◆第三章◆ 遺されしもの(8)

「最短距離はこれだな」

 ミドガへと続く行路を進みながら、地図を片手にしたホークが言う。

 まずは砂漠地帯をルート通りに引き返す。次に岩盤地帯に入ったところで、行路を外れ南南西に進路変更。その先の岩山を超えればミドガの街だ。

「どれぐらいでいけそうだ?」

「山越えは一気にやるとして――小休憩を入れても夜明け前くらいには辿り着けそうだな」

 通常では考えられない行程。満足な野営地も確保できない山を抜けるなど、自殺行為と言ってもいい。だからこそ行路は山を迂回するように敷かれている。それにも関わらず躊躇いなくその決断が出来るのは、ニールとシルビアの飛び抜けた走力があってこそだ。

「なあ、なぜそんなに急ぐんだ? 確かにエマの事を思えば、わからなくはないが……」

 砂漠で数日を過ごしていた事を含め、まだ十代半ばといった年頃のエマの体力を考慮すると野営は極力避けたいところだ。その理屈は理解できる。

 しかし、ディーンが帰還を急ぐ理由はそれだけではない気がした。もっと何か逼迫した事情があっての行動のように見える。

「あの機構獣の群れだ。あれの対策を練らないとまずい事になる」

 ニールの足を遅らせる事なく、正面を見据えたままディーンが口を開く。

「機構獣の動力の源が何か――知ってるか?」

「動力源? そりゃ――核石だろ? それくらい子供だって知ってる」

「そうだ。じゃあその核石の源は?」

 いまひとつ先の見えないディーンの問いにホークが首を傾げる。

「噂でも、都市伝説でもなんでもいい。耳に挟んだことくらいないか? 機構獣の核石の源は――魂。生物の命だ」

「魂――だって? おいおい、そんなバカな話が――」

 ホークが苦笑気味にディーンの横顔を覗くが、ディーンは表情一つ変えることなく続ける。

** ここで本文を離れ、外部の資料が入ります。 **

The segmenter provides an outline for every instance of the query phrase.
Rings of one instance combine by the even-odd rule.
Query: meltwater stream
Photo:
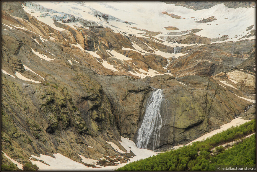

「まあ、にわかには信じ難いだろうな。実際にその目で見ない限りは、な」

 目線だけ動かし、ディーンはホークを見つめる。

「お前さんはそれを見たことがある、と――わかった。続けてくれ」

 ディーンの真剣な表情に、ホークは話の先を促す。

「生命を――魂を結晶化したもの。それが核石だ。一部の機構獣はそれを作りだす能力を持っている。最も簡単に魂を得る方法は、肉体から強引に切り離す事。つまり――殺す事だ。普通、切り離された魂は霧散しちまうが、それを吸収して結晶に変えているのさ」

「なるほど。エマが見た、人から湧き出した虹のような霧が宝石になった、ってのがそれってわけか。――で? その石コロはどうなる」

 エマの証言と相まって信憑性を帯びてきた話に、ホークが顎に手を当てる。

「この機能を持っている機構獣には‘親’がいるのさ」

「‘親’だって? そいつはつまり――」

「ああ。機構獣を産みだす機構獣ってことだ。外殻や機構で造った躰に核石を埋め込んで――な」

 かつての戦いにおいて、最もタチが悪いと言われた自己増殖が可能な機構獣。

 無限に生命を喰らい増え続け、終いには軍勢となり一帯を侵食していく悪辣さは人々を大いに苦しめたと伝えられる。その繁殖の勢いは凄まじく、時には核石ですらその標的とし、他の機構獣をも襲うほどだったという。

「なんだって!? ってことは、あの機構獣はこのまま増え続けるってことか!?」

「――そうなる。核石がある限りは、な」

「それにしたって、隊商の面子はせいぜい十数人ってところだ。そこまで大量の機構獣を造れるものなのか?」

「追ってきた一体が他の機構獣に喰われてたろ。核石の光を見たがアタシの見立てじゃ、大した量は使われてなかった。あの分なら、人ひとりの魂から軽く数百体は産みだせるだろうよ」

 ディーンの口から出た数字にホークが目を見開く。それはつまり既に千を超える軍勢を産みだせる状況にあるということだ。

 機構獣の個の能力は大したものでは無かったが、先ほどの交戦においても数の力に押され退却を迫られたのは事実だ。今でこそ遺跡周辺で収まっているようだが、このまま放って置けば活動範囲を広げ、行路を行き交う旅人や行商人が犠牲となるだろう。

 以降もネズミ算式に数を増やすとなれば、いずれは砂漠を埋め尽くし――ついには街にまでその脅威が及ぶことは想像に難くない。

「お前さんの読み通りとなると、そいつはかなりヤバいな。一旦退却したって事は何か考えがあるんだろ。どうする?」

「手が付けられなくなる前に‘親’を叩く。それしかない。遺跡の中に居るはずだ。だが――さすがに二人じゃ無謀だ。突入の援護が要る」

 ディーンが叫ぶように答え、さらに力強くニールを駆る。

「はっ……。こいつは大事になってきやがった――飛ばすぜ、シルビア!」

 二人は行路を外れ、岩肌をさらけ出した山岳へと向かう。

 太陽は隆起した大地の彼方へと飲まれ、夕闇が天を覆い始めていた。